The Boomer rubbed his jaw, looking like he’d been sprayed in the face by a skunk.
“Those are the kind of antics that caused your dismissal from our employ the first time,” a thin-chested, square-faced man with a bushy mustache and windswept black hair called to her. He carried a Bible the size of a small trunk by his side.
“As I recall, you fired me for defending myself in a gunfight.” Govie’s face drew down in hard lines, as if she had tasted some spoiled meat.
“Your assailant had already missed.”
“He made the quarrel. And I let him live. Just fired close enough to let him know that I was letting him live.”
“We don’t tolerate . . . gunslingers.”
“Yeah, unless you have a job too dirty for your pretty little church hands, Bishop.”

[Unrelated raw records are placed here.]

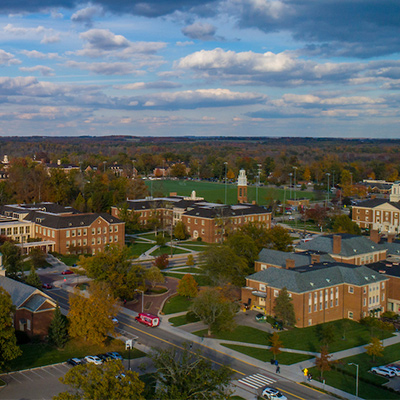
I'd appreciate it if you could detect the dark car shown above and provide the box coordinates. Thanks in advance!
[106,351,122,360]
[42,283,53,289]
[67,358,82,367]
[61,269,73,275]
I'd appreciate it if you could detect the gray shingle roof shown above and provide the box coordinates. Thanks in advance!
[247,264,388,293]
[296,233,385,257]
[257,249,334,268]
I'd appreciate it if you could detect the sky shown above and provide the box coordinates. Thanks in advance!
[0,0,400,138]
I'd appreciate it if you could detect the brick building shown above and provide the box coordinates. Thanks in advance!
[242,263,388,328]
[0,276,56,338]
[0,203,125,254]
[295,233,387,265]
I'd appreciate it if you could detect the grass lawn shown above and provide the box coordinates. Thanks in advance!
[146,180,321,204]
[151,246,189,257]
[222,343,313,365]
[6,339,145,371]
[169,313,200,326]
[163,296,192,314]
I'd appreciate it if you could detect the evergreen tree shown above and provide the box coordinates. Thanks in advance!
[25,266,42,289]
[49,304,68,348]
[274,287,296,326]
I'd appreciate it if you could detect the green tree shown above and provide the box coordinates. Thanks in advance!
[53,360,145,400]
[365,337,385,362]
[190,288,237,336]
[145,266,165,287]
[68,282,119,344]
[177,274,198,298]
[269,332,283,360]
[79,245,145,299]
[332,214,361,235]
[0,287,22,370]
[152,346,233,400]
[274,287,296,326]
[29,247,46,268]
[25,266,42,289]
[201,245,250,286]
[0,241,23,279]
[49,304,68,349]
[174,221,189,240]
[315,346,333,380]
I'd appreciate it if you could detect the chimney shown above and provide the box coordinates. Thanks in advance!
[369,229,381,243]
[311,254,321,265]
[388,233,396,243]
[286,258,295,269]
[332,235,342,254]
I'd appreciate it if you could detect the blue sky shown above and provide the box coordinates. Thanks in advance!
[0,0,400,138]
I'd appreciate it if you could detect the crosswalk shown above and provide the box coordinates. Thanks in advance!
[238,374,276,389]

“He don’t look none too pleased to see you,” Bose whispered loud enough for him to hear.
“It takes a while for Bishop Early to warm up to a lady,” Govie said, then spat at his feet. The bishop, apparently not given to saying anything coarse, stood looking ugly, then hustled off with his back stiff, the way it got when he was mad. It was plain that he didn’t like a woman who talked up to him the way she did. Govie’s lips crinkled in a way that was meant to be a smile.